Migrating a production monolith to Kubernetes is one of the most impactful — and risky — infrastructure transformations an engineering team can undertake. Done poorly, it leads to extended outages and frustrated users. Done right, it unlocks a new level of scalability, resilience, and deployment velocity.
Here's a battle-tested strategy for achieving zero-downtime migration.
Phase 1: Containerize Without Migrating
The first mistake teams make is trying to containerize and migrate simultaneously. Instead, containerize your application first and deploy it alongside the existing infrastructure.
# Dockerfile for a Spring Boot monolith
FROM eclipse-temurin:21-jre-alpine
WORKDIR /app
COPY target/application.jar app.jar
# Health check for K8s readiness probes
HEALTHCHECK --interval=10s --timeout=3s --retries=3 \
CMD wget -qO- http://localhost:8080/actuator/health || exit 1
EXPOSE 8080
ENTRYPOINT ["java", "-jar", "app.jar"]
Run the containerized version in parallel with production. Route a small percentage of traffic to it using weighted load balancing. This validates that the container behaves identically to the bare-metal deployment.
Phase 2: The Strangler Fig Pattern
Rather than migrating everything at once, use the Strangler Fig pattern — gradually extract services and route traffic to them. Start with the least critical components.
The strangler fig grows around a host tree until it eventually replaces it entirely. Your new microservices should grow around the monolith the same way.

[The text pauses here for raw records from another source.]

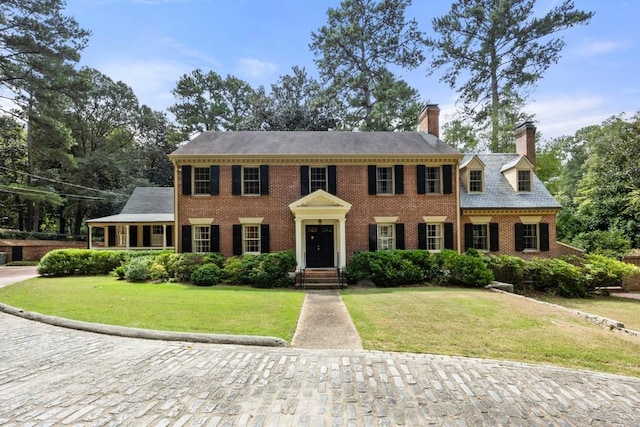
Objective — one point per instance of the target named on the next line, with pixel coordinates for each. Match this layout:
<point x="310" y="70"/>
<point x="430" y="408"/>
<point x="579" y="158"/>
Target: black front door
<point x="319" y="246"/>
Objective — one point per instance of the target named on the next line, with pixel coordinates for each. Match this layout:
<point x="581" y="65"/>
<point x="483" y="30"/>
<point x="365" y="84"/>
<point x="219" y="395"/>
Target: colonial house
<point x="326" y="195"/>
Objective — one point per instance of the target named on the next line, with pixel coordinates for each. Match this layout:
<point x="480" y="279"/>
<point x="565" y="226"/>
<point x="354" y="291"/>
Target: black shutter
<point x="186" y="238"/>
<point x="468" y="236"/>
<point x="399" y="236"/>
<point x="519" y="232"/>
<point x="186" y="180"/>
<point x="332" y="182"/>
<point x="422" y="236"/>
<point x="169" y="235"/>
<point x="371" y="174"/>
<point x="237" y="239"/>
<point x="399" y="177"/>
<point x="133" y="236"/>
<point x="214" y="238"/>
<point x="304" y="180"/>
<point x="236" y="180"/>
<point x="264" y="180"/>
<point x="214" y="183"/>
<point x="146" y="236"/>
<point x="448" y="235"/>
<point x="421" y="173"/>
<point x="447" y="179"/>
<point x="265" y="242"/>
<point x="111" y="235"/>
<point x="544" y="236"/>
<point x="373" y="237"/>
<point x="494" y="237"/>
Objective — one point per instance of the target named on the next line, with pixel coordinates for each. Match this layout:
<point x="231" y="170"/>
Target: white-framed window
<point x="251" y="239"/>
<point x="475" y="181"/>
<point x="386" y="236"/>
<point x="530" y="235"/>
<point x="317" y="179"/>
<point x="435" y="237"/>
<point x="157" y="235"/>
<point x="121" y="235"/>
<point x="524" y="180"/>
<point x="251" y="180"/>
<point x="433" y="176"/>
<point x="481" y="237"/>
<point x="384" y="180"/>
<point x="201" y="180"/>
<point x="201" y="238"/>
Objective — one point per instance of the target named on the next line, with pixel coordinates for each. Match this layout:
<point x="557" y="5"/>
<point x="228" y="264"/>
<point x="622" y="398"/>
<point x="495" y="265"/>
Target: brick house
<point x="326" y="195"/>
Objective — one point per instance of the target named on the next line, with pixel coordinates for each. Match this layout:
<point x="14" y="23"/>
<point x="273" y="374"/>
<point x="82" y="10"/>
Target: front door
<point x="319" y="246"/>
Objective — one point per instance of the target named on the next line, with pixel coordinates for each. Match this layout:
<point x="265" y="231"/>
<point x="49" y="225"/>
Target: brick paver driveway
<point x="50" y="375"/>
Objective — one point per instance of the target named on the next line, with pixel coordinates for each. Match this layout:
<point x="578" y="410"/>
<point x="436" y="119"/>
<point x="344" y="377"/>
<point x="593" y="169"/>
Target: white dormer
<point x="472" y="175"/>
<point x="519" y="173"/>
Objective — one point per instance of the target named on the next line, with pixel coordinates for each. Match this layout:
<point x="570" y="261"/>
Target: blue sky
<point x="149" y="44"/>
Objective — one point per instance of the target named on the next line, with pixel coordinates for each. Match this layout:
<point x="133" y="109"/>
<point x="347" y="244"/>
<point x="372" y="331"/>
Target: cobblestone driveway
<point x="55" y="376"/>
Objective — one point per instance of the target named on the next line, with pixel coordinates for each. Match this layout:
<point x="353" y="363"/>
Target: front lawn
<point x="479" y="323"/>
<point x="166" y="306"/>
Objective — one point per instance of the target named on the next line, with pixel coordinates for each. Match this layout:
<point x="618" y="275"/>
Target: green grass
<point x="478" y="323"/>
<point x="625" y="310"/>
<point x="168" y="306"/>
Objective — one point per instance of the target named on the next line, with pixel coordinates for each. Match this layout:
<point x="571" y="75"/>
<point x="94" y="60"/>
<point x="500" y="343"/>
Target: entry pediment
<point x="321" y="200"/>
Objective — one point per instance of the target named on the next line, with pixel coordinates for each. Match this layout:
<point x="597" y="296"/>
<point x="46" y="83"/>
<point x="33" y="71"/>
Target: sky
<point x="150" y="44"/>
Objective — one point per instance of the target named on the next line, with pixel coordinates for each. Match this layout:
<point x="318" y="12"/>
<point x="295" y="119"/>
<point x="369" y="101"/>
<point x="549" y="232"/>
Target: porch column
<point x="299" y="254"/>
<point x="343" y="243"/>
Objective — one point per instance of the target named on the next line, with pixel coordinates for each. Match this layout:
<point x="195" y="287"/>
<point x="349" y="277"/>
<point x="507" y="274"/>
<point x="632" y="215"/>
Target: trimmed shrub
<point x="206" y="275"/>
<point x="555" y="276"/>
<point x="466" y="270"/>
<point x="138" y="269"/>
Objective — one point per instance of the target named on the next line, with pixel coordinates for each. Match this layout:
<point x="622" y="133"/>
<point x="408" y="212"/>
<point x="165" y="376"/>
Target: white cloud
<point x="255" y="69"/>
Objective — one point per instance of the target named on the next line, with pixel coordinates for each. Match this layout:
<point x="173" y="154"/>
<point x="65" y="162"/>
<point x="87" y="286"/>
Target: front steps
<point x="320" y="279"/>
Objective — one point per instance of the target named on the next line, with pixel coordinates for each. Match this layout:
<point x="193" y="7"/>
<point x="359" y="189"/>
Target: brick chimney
<point x="526" y="141"/>
<point x="429" y="120"/>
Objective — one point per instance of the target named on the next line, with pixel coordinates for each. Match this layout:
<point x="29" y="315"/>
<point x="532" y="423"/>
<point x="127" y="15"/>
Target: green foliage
<point x="261" y="271"/>
<point x="607" y="243"/>
<point x="391" y="268"/>
<point x="555" y="276"/>
<point x="138" y="269"/>
<point x="207" y="275"/>
<point x="467" y="270"/>
<point x="506" y="268"/>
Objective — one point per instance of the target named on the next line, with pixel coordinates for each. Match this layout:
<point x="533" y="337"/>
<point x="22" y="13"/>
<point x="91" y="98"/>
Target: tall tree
<point x="355" y="50"/>
<point x="495" y="51"/>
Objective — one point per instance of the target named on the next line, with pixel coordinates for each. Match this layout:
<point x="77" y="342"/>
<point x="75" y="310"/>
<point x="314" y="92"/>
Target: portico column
<point x="299" y="242"/>
<point x="343" y="243"/>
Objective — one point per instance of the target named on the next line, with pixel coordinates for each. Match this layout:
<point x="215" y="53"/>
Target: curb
<point x="123" y="331"/>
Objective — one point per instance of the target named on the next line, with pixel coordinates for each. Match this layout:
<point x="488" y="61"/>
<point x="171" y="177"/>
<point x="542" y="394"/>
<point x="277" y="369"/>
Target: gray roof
<point x="499" y="194"/>
<point x="146" y="204"/>
<point x="314" y="143"/>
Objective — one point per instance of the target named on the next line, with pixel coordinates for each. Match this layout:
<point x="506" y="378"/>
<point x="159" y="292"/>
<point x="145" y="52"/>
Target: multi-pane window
<point x="317" y="179"/>
<point x="481" y="237"/>
<point x="433" y="179"/>
<point x="201" y="238"/>
<point x="201" y="179"/>
<point x="157" y="234"/>
<point x="530" y="236"/>
<point x="475" y="181"/>
<point x="386" y="236"/>
<point x="524" y="180"/>
<point x="434" y="237"/>
<point x="384" y="180"/>
<point x="251" y="239"/>
<point x="251" y="180"/>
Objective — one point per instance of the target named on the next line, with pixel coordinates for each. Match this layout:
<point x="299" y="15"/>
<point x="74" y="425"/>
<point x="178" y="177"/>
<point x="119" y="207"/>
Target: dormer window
<point x="476" y="184"/>
<point x="524" y="180"/>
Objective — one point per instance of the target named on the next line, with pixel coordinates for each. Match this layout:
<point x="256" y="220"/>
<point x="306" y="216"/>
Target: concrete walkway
<point x="324" y="322"/>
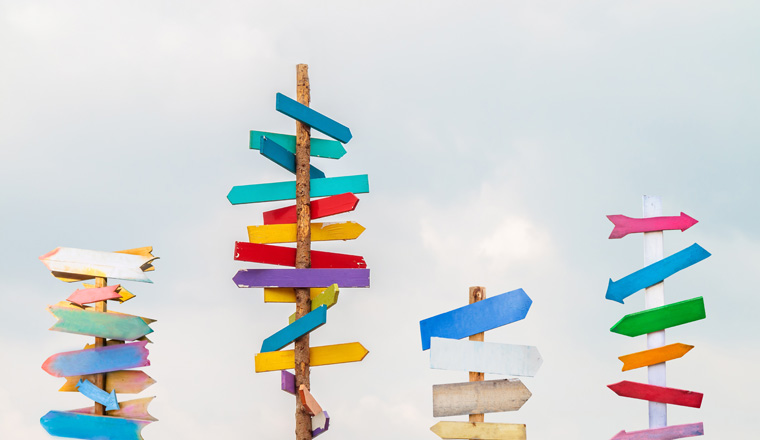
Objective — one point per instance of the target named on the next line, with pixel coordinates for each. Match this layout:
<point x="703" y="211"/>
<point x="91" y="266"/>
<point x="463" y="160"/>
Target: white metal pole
<point x="655" y="297"/>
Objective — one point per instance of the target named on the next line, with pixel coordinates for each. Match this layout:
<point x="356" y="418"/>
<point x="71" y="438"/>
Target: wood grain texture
<point x="479" y="397"/>
<point x="656" y="393"/>
<point x="320" y="208"/>
<point x="479" y="430"/>
<point x="324" y="355"/>
<point x="654" y="356"/>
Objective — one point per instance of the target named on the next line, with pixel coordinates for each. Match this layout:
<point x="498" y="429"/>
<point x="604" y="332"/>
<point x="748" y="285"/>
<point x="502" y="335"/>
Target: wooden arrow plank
<point x="84" y="426"/>
<point x="328" y="298"/>
<point x="479" y="430"/>
<point x="476" y="318"/>
<point x="123" y="382"/>
<point x="484" y="357"/>
<point x="660" y="318"/>
<point x="287" y="294"/>
<point x="270" y="192"/>
<point x="655" y="273"/>
<point x="284" y="158"/>
<point x="327" y="148"/>
<point x="654" y="393"/>
<point x="479" y="397"/>
<point x="72" y="264"/>
<point x="308" y="323"/>
<point x="286" y="233"/>
<point x="666" y="433"/>
<point x="136" y="409"/>
<point x="654" y="356"/>
<point x="97" y="360"/>
<point x="320" y="208"/>
<point x="324" y="355"/>
<point x="99" y="324"/>
<point x="312" y="118"/>
<point x="301" y="277"/>
<point x="285" y="256"/>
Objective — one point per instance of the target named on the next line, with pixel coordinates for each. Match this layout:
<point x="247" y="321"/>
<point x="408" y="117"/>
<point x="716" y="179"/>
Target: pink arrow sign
<point x="627" y="225"/>
<point x="87" y="296"/>
<point x="666" y="433"/>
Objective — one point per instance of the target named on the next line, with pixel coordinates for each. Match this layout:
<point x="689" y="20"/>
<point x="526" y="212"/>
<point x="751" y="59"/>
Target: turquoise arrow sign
<point x="96" y="394"/>
<point x="655" y="273"/>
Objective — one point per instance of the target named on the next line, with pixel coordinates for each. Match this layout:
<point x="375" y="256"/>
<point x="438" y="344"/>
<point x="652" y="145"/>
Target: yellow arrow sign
<point x="324" y="355"/>
<point x="286" y="233"/>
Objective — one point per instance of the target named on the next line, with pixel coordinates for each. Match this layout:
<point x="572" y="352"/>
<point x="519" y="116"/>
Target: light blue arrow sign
<point x="314" y="119"/>
<point x="476" y="317"/>
<point x="96" y="394"/>
<point x="84" y="426"/>
<point x="319" y="147"/>
<point x="270" y="192"/>
<point x="654" y="273"/>
<point x="309" y="322"/>
<point x="284" y="158"/>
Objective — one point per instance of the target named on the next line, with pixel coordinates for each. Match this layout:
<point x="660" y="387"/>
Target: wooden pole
<point x="654" y="296"/>
<point x="303" y="248"/>
<point x="477" y="293"/>
<point x="100" y="379"/>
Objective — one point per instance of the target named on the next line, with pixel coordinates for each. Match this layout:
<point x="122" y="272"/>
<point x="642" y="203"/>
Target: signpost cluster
<point x="441" y="334"/>
<point x="313" y="278"/>
<point x="105" y="368"/>
<point x="653" y="321"/>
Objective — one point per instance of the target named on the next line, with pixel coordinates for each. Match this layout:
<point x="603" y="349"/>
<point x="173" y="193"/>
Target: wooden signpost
<point x="440" y="334"/>
<point x="657" y="317"/>
<point x="313" y="278"/>
<point x="100" y="371"/>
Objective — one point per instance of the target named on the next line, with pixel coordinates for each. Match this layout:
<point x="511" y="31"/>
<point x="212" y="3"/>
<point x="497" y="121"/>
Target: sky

Identify bounded contexts within your monolith. Extract them one by one:
- Identify the boundary — find a module with clear inputs/outputs and minimal shared state
- Create the new service — build it as a standalone K8s deployment
- Proxy traffic — use an API gateway to route requests to the new service
- Validate in shadow mode — run both old and new in parallel, comparing outputs
- Cut over — once confidence is high, route 100% to the new service
Phase 3: Kubernetes Deployment Strategy
For zero-downtime deployments within Kubernetes, configure your deployments correctly:
apiVersion: apps/v1
kind: Deployment
metadata:
name: payment-service
spec:
replicas: 3
strategy:
type: RollingUpdate
rollingUpdate:
maxUnavailable: 0 # Never take a pod down before a new one is ready
maxSurge: 1 # Add one pod before removing old ones
template:
spec:
containers:
- name: payment-service
readinessProbe:
httpGet:
path: /health/ready
port: 8080
initialDelaySeconds: 10
periodSeconds: 5
livenessProbe:
httpGet:
path: /health/live
port: 8080
initialDelaySeconds: 30
periodSeconds: 10
lifecycle:
preStop:
exec:
command: ["/bin/sh", "-c", "sleep 15"] # Graceful drain
Critical Configuration Points
- maxUnavailable: 0 — ensures a new pod is fully ready before old ones shut down
- Readiness probes — prevent traffic from reaching pods that aren't ready to serve
- preStop hook — allows in-flight requests to complete before pod termination
- PodDisruptionBudgets — protect against accidentally destroying too many pods during node upgrades
Phase 4: Database Migration
The hardest part is the database. Stateless services are easy to migrate — stateful components require careful planning:
- Read replicas first — point new services to read replicas; keep writes on the original database
- Change Data Capture (CDC) — use tools like Debezium to stream changes between databases
- Feature flags — toggle between old and new data paths without deployments
- Dual-write with reconciliation — write to both databases and reconcile differences
Monitoring the Migration
You cannot migrate what you cannot measure. Before starting, establish comprehensive observability:
- Golden signals — latency, traffic, errors, saturation for every service
- Distributed tracing — correlate requests across old and new infrastructure
- Dashboards — real-time comparison of old vs. new system performance
- Automated rollback — if error rate exceeds thresholds, automatically route back to the old system
Zero-downtime migration isn't a single event — it's a process. Take it slow, measure everything, and always have a rollback plan.